As opiniões de Peres, como se percebe durante a conversa, são quase cem por cento opostas. Se um acordo puder ser alcançado para definir a situação da Palestina, diz ele, então o mundo árabe deve poder se unir para lutar contra algo que eles mesmos já veem como um problema: uma teocracia com armas nucleares no Teerã. O Irã, diz ele, não está apenas chamando a atenção para a possível destruição de um estado membro das Nações Unidas. Está procurando a "hegemonia" na região, especialmente sobre os países árabes sunitas vizinhos.
Eu perguntei se o haviam citado corretamente ao mencionar uma declaração sua para a Rádio do Exército Israelita em 2006 dizendo que o Irã deveria lembrar que ele também poderia ser "eliminado do mapa".
Com absoluta suavidade, ele me assegurou de que a declaração fora apenas um aviso para o regime iraniano de que ele não era todo-poderoso.
Em algumas frases, ele mostrou como via a situação: Da população de 66 milhões do Irã, talvez apenas a metade seja etnicamente persa. (Isto é o que eu sei de fato: Os azerbaijanos, curdos e outras minorias - incluindo muitos árabes nas províncias vizinhas ao Iraque - não são contados com exatidão e normalmente são maltratados.) Como é que 33 milhões de persas, então, poderiam dominar quase 300 milhões de árabes no resto do Oriente Médio? A resposta de Peres: "Talleyrand disse que podemos usar baionetas para conquistar mais não para sentar".
Eu estupidamente não pensei em dizer isso na época, mas esta análise de Peres reverte uma das doutrinas antigas de Israel, chamada de "doutrina da periferia". Nas fronteiras do mundo árabe (que na sua maioria cercam Israel), havia países muçulmanos como o Irã e a Turquia e muitos países cristãos como a Etiópia, que poderia servir como contrapeso. Israel possuía relações muito próximas com o Irã sob domínio do xá, e a aliança militar Israelense com a Turquia continua - apesar de algumas rusgas recentes com o regime do primeiro-ministro Erdogan, incluindo um desacordo público envolvendo Peres em Davos há alguns meses. (O que também ajuda a explicar a visão extremada de Peres de que o sofrimento dos armênios não deve ser equiparado ao holocausto judeu.)
Mas agora, a doutrina da periferia está sendo deturpada - para influenciar os árabes contra a ameaça comum de uma ditadura xiita messiânica com armamentos apocalípticos.
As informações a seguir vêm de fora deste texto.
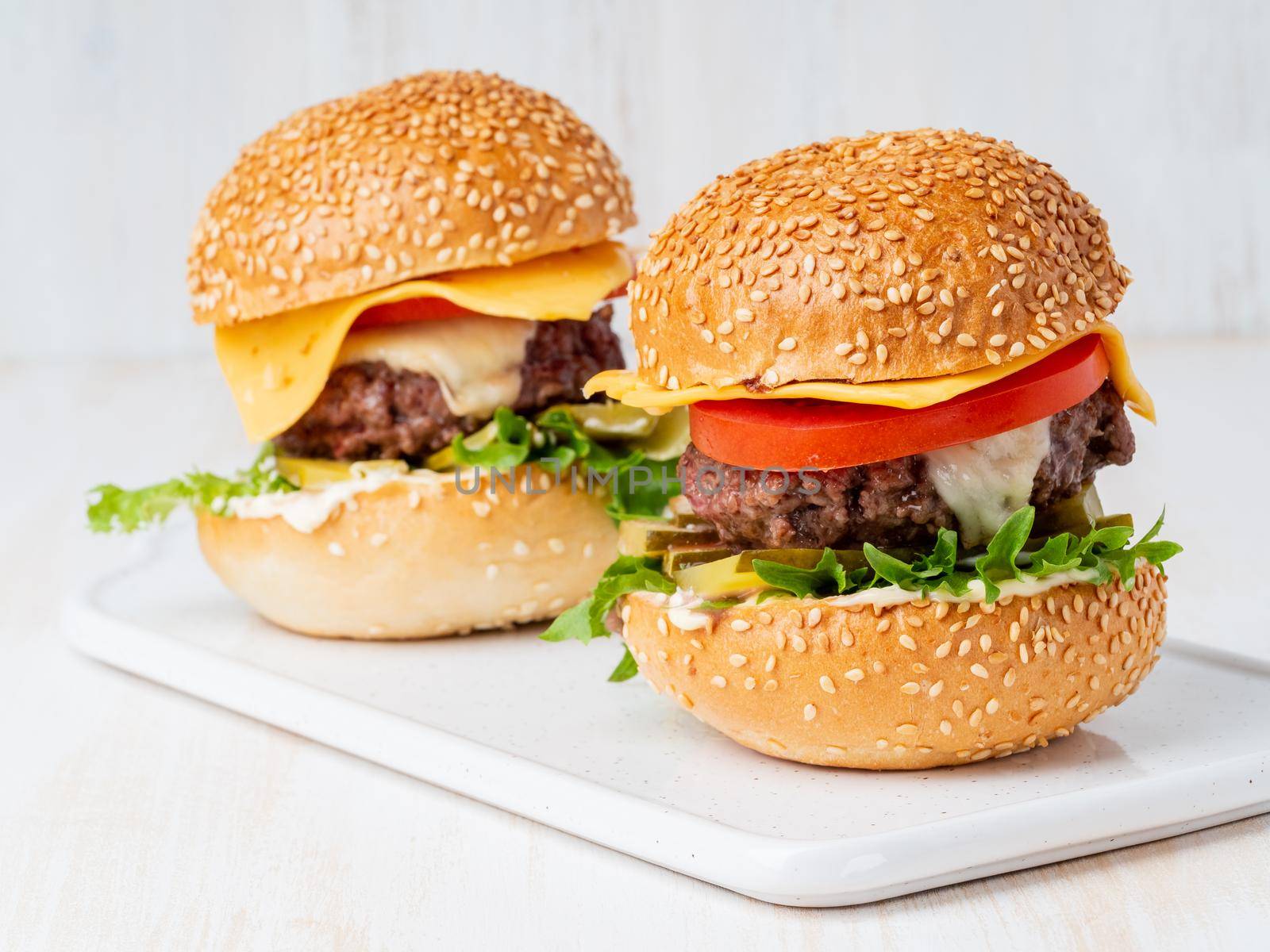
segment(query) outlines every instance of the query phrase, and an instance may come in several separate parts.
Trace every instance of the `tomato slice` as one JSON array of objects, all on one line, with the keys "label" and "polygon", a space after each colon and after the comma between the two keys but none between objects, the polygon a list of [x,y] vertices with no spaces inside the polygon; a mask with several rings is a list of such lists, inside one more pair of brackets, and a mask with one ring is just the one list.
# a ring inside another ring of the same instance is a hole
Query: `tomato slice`
[{"label": "tomato slice", "polygon": [[[622,284],[610,292],[605,300],[612,301],[615,297],[622,297],[625,293],[626,286]],[[386,327],[392,324],[413,324],[414,321],[434,321],[444,317],[465,317],[480,312],[460,307],[443,297],[408,297],[405,301],[394,301],[389,305],[368,307],[353,321],[353,330]]]},{"label": "tomato slice", "polygon": [[729,466],[836,470],[969,443],[1085,400],[1111,364],[1096,334],[919,410],[831,400],[714,400],[688,407],[692,443]]},{"label": "tomato slice", "polygon": [[476,314],[466,307],[446,301],[443,297],[408,297],[390,305],[370,307],[353,321],[353,330],[367,327],[386,327],[392,324],[414,324],[415,321],[434,321],[442,317],[462,317]]}]

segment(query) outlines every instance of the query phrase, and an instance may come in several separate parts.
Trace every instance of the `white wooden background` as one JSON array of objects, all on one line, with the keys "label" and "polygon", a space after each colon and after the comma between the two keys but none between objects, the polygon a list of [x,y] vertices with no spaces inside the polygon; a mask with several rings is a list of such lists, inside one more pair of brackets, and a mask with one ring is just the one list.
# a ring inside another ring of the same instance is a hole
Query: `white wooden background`
[{"label": "white wooden background", "polygon": [[1101,204],[1138,335],[1264,335],[1270,4],[0,0],[0,358],[206,353],[184,254],[236,149],[428,67],[550,90],[641,231],[737,164],[867,128],[1013,138]]}]

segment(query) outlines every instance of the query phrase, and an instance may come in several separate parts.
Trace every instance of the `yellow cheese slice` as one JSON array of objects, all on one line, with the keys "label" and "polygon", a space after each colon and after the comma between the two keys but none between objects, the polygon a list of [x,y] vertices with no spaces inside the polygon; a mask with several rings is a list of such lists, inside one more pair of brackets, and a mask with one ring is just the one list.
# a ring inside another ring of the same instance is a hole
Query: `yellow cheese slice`
[{"label": "yellow cheese slice", "polygon": [[357,297],[217,327],[216,358],[248,438],[269,439],[312,406],[326,386],[349,327],[370,307],[413,297],[443,297],[497,317],[584,321],[599,301],[630,278],[631,270],[626,249],[603,241],[508,268],[474,268],[405,281]]},{"label": "yellow cheese slice", "polygon": [[[1124,397],[1125,405],[1139,416],[1156,421],[1156,405],[1151,393],[1138,381],[1129,366],[1129,352],[1124,336],[1110,324],[1099,324],[1086,334],[1100,334],[1107,360],[1111,364],[1111,383]],[[1082,334],[1081,336],[1085,336]],[[1072,338],[1077,340],[1077,338]],[[1072,343],[1072,341],[1068,341]],[[627,406],[638,406],[649,413],[665,413],[674,406],[686,406],[701,400],[792,400],[812,397],[815,400],[834,400],[843,404],[874,404],[878,406],[898,406],[903,410],[917,410],[923,406],[942,404],[945,400],[978,390],[1011,373],[1041,360],[1053,350],[1027,354],[1008,364],[980,367],[977,371],[952,373],[946,377],[923,377],[919,380],[871,381],[869,383],[843,383],[841,381],[796,381],[782,383],[768,391],[754,392],[739,383],[728,387],[711,387],[697,383],[682,390],[667,390],[639,380],[635,371],[603,371],[597,373],[583,388],[583,393],[605,392],[613,400]]]}]

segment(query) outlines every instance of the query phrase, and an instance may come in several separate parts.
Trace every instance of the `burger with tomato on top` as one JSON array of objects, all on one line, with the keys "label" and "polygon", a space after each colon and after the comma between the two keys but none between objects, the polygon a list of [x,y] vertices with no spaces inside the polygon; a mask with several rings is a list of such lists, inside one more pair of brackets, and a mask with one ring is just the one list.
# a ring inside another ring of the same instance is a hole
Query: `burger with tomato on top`
[{"label": "burger with tomato on top", "polygon": [[260,456],[98,486],[91,527],[189,506],[225,584],[309,635],[556,614],[613,557],[611,517],[664,504],[617,476],[682,449],[678,420],[582,393],[622,367],[632,223],[592,128],[498,76],[424,72],[284,119],[212,189],[189,256]]},{"label": "burger with tomato on top", "polygon": [[1153,420],[1088,199],[1010,142],[919,129],[718,178],[653,236],[639,354],[588,392],[688,407],[683,495],[545,637],[620,625],[636,670],[748,748],[927,768],[1132,694],[1180,551],[1096,473]]}]

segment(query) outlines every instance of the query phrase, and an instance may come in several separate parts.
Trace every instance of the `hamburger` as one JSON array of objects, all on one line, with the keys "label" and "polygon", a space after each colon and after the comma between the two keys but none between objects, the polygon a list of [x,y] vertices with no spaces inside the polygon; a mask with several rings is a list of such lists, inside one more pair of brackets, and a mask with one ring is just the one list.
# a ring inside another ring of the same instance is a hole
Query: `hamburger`
[{"label": "hamburger", "polygon": [[630,287],[634,369],[688,407],[683,494],[544,637],[620,627],[659,693],[809,764],[1044,746],[1140,685],[1180,551],[1096,473],[1154,420],[1109,321],[1106,222],[1006,141],[918,129],[777,152],[701,189]]},{"label": "hamburger", "polygon": [[[615,473],[673,473],[686,440],[682,420],[582,393],[624,366],[634,221],[594,131],[499,76],[424,72],[297,112],[212,189],[189,255],[259,457],[98,486],[90,526],[192,508],[221,580],[309,635],[551,617],[612,560],[611,517],[664,504]],[[607,481],[579,491],[591,475]]]}]

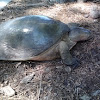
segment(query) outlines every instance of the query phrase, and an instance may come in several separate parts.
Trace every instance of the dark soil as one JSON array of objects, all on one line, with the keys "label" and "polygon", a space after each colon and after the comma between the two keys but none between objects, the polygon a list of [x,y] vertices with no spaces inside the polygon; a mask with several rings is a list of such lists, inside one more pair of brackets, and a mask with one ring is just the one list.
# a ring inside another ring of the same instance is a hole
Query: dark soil
[{"label": "dark soil", "polygon": [[[10,2],[0,11],[0,23],[25,15],[46,15],[66,24],[79,23],[91,30],[92,38],[79,42],[72,49],[72,55],[81,62],[74,70],[64,66],[61,59],[44,62],[0,61],[0,87],[10,85],[16,91],[12,97],[0,94],[0,100],[100,100],[100,19],[84,17],[91,7],[99,7],[100,4],[88,2],[34,7],[31,1]],[[34,77],[28,83],[21,84],[22,79],[32,73]]]}]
Este é um desenvolvimento que vale a pena seguir. Vêm-me à mente alguns diplomatas árabes que dirão temer um desafio iraniano. Mas eles também tenderão a expressar um completo cansaço do progresso glacial do desenvolvimento de um estado palestino.
Eu perguntei a Peres sobre a rejeição aparente de Lieberman em aceitar Oslo como um elemento aglutinador para os futuros governos de Israel, e ele respondeu que o novo governo ainda não teve tempo de desenvolver uma política conjunta. Em seguida, eu o pressionei perguntando se ele acha que hoje em dia o surgimento do estado palestino está mais perto ou mais longe de acontecer do que na ocasião de Oslo; para o qual ele sorriu e disse que a sua opinião particular era de que este surgimento era "inevitável". Não havia alternativas, ou elas seriam pelo menos impensáveis. Neste momento eu decidi deixar de lado a minha pergunta frívola final, que teria sido: É verdade que Lauren Bacall é sua prima? Eu sei que o sobrenome de batismo dos dois é Pirsky... (a Wikipedia diz que é).
Nos corredores fora da suíte de hotel de Peres descobri que o historiador Micheal Oren seria logo anunciado como o próximo embaixador de Israel em Washington. Seu livro, "Power, Faith, and Fantasy", é um depoimento fascinante do engajamento americano com a região desde 1776, além disso, em março ele deu um discurso inflamado em Georgetown a favor de evacuar a Cisjordânia. Estar dentro do cavalo do ministério das relações estrangeiras que contém tanto Lieberman quanto Oren deve ser bastante vertiginoso. Já observar os pinotes e trotes do cavalo em que estão o primeiro ministro Netanyahu e o presidente Peres nos faz perguntar em qual metade está cada um."